Monday, December 15, 2008

Lessons from First Samuel

Blog No. 16 turns to a topic close to my heart ...

The book of First Samuel never ceases to amaze me. It contrasts King Saul’s rejection of God with David’s constant drive to align himself with God’s rule his life.

While David’s failures standout in 2 Samuel -- like adultery with Bathsheba and her husband’s murder in chapters 11 and 12 -- his life was marked by willingness to constantly repent and turn his life back to God.

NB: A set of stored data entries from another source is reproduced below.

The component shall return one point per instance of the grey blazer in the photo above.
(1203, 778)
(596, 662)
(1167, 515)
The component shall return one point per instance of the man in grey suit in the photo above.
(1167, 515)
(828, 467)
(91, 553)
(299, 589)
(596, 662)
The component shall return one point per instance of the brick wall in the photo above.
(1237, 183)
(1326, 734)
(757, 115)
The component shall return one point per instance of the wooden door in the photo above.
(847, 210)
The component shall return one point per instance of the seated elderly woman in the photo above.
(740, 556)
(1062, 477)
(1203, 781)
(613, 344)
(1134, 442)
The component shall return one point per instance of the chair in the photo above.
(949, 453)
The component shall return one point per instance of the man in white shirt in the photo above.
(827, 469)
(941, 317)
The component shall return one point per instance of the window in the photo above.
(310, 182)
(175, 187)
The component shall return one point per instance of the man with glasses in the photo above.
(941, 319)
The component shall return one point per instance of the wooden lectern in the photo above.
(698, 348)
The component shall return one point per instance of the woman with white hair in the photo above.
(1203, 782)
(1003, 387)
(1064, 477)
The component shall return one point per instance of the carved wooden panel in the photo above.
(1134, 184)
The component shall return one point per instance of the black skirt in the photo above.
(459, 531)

From David’s first encounter with the Philistines in chapter 17, it’s evident that he honored God in every aspect of his life. David recognized that God would give him victory against the Philistine giant:
Moreover David said, “The LORD, who delivered me from the paw of the lion and from the paw of the bear, He will deliver me from the hand of this Philistine” (1 Samuel 17:37).
David knew (through faith) that God would give him victory, even though he was up against Goliath. Saul, in his lack of faith, reasoned that David wouldn’t be ”able to go against this Philistine to fight with him; for you are a youth, and he a man of war from his youth” (1 Samuel 17:33).

The sad truth of the story is God’s rejection of Saul in chapter 15, a direct result of his rejection of God’s word (1 Samuel 23, 26). Although Saul often expressed remorse for his sinful ways, he never really repented. Saul spent must of his time on the throne serving him own desires instead of seeking God’s desires.

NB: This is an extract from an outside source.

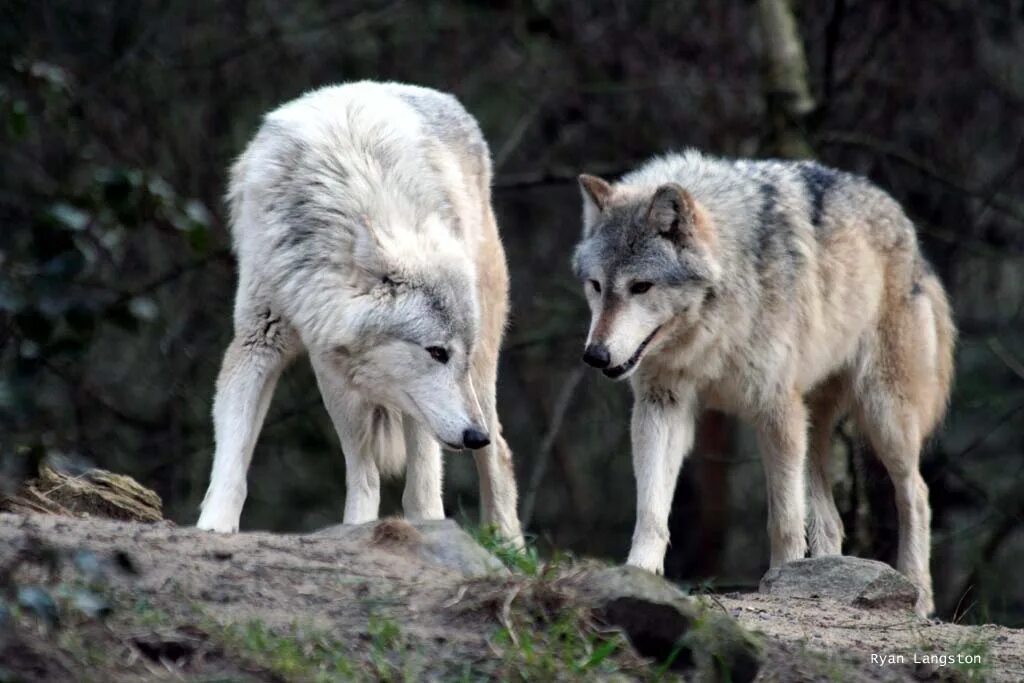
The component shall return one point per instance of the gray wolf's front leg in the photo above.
(663, 434)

It was this Old Testament account that impressed me last October as I prepared for our Wednesday night Bible class. I read the last 13 chapters book in one setting on the bus home.

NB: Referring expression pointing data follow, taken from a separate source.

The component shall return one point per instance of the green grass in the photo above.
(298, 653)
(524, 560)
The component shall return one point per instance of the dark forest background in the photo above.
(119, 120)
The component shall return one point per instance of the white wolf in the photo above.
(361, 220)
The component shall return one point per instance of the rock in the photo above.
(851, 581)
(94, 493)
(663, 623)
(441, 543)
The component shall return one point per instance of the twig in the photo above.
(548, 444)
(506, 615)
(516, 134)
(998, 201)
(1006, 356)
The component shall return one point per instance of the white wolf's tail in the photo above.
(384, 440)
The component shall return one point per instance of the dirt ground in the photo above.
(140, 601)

It’s as if I had never read the story of Saul and David, united Israel’s first and second kings. It was like God’s words were new and I was reading them for the first time.

The story of Saul’s pursuit of David excites you when you read of the time David secretly cut off the corner of Saul’s rode in the cave (1 Samuel 24:1-7). Despite encouragement from his soldiers, David restrained himself from killing Saul, a man David recognized as his master and the Lord’s anointed.

The book invokes great sadness when you read of Saul’s misplaced allegiance to himself and his earthly desires. He spent many years chasing David throughout Israel instead obeying God and following His law. Saul’s clandestine visit to a medium on the day before his death characterized his failure to call on God in times of trouble (1 Samuel 28:7-19).

First Samuel also causes great contemplation in the reader. David’s faith during those years and into his 40-year reign over Israel and Judah. After all, it’s David who's included in this great statement of the Hebrew writer:
... who through faith subdued kingdoms, worked righteousness, obtained promises, stopped the mouths of lions, quenched the violence of fire, escaped the edge of the sword, out of weakness were made strong, became valiant in battle, turned to flight the armies of the aliens” (Hebrews 11:33-34).
So, read through the book. It's much more than endless stories of an ancient kingdom. Woven into the battle between Israel and the Philistines are the reactions of two kings. One king who honored God in his life, and the other one that rejected Him.